I want to change 12 variables with 10+mill rows, so I'm looking for something fast.
Sample dataset
library(data.table)
set.seed(1)
(DT <- data.table(
V1 = sample(LETTERS[1:3], size=10, replace=TRUE),
V2 = sample(letters[5:9], size=10, replace=TRUE)))
str(DT)
Classes ‘data.table’ and 'data.frame': 10 obs. of 2 variables:
$ V1: chr "A" "C" "A" "B" ...
$ V2: chr "g" "e" "i" "i" ...
- attr(*, ".internal.selfref")=<externalptr>
I want to change V1
and V2
(12 variables in real dataset with 10+ mill rows) to ordered factors. This works, but I know I shouldn't...
DT[, V1 := factor(V1, levels = sort(unique(V1)), ordered = TRUE)]
DT[, V2 := factor(V2, levels = sort(unique(V2)), ordered = TRUE)]
str(DT)
Classes ‘data.table’ and 'data.frame': 10 obs. of 2 variables:
$ V1: Ord.factor w/ 3 levels "A"<"B"<"C": 1 3 1 2 1 3 3 2 2 3
$ V2: Ord.factor w/ 4 levels "e"<"f"<"g"<"i": 3 1 4 4 2 2 1 4 4 1
- attr(*, ".internal.selfref")=<externalptr>
From this post I know that DT[, .N, by = V1][order(-N), V1]

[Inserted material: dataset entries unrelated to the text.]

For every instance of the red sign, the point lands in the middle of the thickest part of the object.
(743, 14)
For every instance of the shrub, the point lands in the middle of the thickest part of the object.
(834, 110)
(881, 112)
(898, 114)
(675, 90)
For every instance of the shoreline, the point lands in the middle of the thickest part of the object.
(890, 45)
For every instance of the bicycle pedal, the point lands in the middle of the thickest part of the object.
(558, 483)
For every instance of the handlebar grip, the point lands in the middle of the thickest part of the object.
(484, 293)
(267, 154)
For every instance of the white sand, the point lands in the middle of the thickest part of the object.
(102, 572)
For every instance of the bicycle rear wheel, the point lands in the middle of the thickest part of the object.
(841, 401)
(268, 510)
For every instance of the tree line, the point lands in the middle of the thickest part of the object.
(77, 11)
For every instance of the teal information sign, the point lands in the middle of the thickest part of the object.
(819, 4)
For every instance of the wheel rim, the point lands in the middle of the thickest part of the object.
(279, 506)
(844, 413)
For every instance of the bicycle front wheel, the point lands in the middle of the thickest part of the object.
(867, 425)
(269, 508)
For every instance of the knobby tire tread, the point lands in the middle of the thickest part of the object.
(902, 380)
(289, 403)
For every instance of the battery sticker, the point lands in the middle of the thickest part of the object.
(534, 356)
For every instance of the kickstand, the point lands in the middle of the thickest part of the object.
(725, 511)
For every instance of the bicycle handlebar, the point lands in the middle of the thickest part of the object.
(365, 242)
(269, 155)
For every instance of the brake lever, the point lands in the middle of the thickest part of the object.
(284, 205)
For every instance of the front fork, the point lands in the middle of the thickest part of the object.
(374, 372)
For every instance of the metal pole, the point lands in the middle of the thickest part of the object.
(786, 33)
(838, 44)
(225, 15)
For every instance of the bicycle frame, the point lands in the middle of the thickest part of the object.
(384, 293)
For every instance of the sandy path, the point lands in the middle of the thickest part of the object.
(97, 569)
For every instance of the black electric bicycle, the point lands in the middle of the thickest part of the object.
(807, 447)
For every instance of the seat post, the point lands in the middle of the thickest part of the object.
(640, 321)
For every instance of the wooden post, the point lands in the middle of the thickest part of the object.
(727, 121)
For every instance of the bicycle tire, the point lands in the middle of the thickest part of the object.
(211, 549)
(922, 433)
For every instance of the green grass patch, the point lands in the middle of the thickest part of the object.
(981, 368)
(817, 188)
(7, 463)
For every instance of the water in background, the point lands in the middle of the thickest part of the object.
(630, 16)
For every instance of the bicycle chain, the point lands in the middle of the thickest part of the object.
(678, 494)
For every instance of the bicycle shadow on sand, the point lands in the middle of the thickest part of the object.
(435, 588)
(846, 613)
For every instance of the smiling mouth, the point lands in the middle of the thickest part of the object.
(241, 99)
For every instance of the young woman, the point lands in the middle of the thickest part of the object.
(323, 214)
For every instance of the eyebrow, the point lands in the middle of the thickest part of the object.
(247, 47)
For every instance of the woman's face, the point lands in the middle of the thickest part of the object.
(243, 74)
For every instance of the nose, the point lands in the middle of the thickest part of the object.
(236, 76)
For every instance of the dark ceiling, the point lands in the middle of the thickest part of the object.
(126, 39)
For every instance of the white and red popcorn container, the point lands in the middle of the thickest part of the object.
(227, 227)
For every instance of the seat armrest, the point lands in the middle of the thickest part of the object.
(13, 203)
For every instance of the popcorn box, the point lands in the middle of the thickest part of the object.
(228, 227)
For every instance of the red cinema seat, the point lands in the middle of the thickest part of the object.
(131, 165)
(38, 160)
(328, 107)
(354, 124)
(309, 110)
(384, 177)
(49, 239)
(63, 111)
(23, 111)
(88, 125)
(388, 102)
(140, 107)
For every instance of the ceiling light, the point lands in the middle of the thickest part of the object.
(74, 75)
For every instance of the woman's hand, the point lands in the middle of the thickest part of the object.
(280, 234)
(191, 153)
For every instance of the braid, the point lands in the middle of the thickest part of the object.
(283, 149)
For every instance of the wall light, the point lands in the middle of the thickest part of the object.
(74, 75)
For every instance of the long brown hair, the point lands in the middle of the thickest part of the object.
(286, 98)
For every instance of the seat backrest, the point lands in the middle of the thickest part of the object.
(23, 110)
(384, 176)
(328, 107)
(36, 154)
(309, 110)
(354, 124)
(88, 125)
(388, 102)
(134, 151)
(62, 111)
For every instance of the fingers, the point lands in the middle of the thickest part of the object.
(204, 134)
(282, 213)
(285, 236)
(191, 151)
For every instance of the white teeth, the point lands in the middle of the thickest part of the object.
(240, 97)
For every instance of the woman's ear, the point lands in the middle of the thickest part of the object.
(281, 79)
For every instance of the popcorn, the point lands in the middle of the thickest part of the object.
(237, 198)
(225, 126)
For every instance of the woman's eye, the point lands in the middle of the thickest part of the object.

is faster than sort(unique(x))
. So I said "piece of cake"...
cols <- c("V1", "V2")
for (i in cols) {
# faster than sort(unique(x))
levs <- DT[, .N, by = mget(i)][order(-N), mget(i)][[1]]
# all variables in cols, to ordered factor
DT[, mget(i) := factor(mget(i), levels = levs, ordered = TRUE)]
}
... and it doesn't work. I've also tried building the unique sorted levels with lapply levs <- lapply(DT[,..cols), function(x) { sort(unique(x)) })
but I cant assign the levels to each variable
=(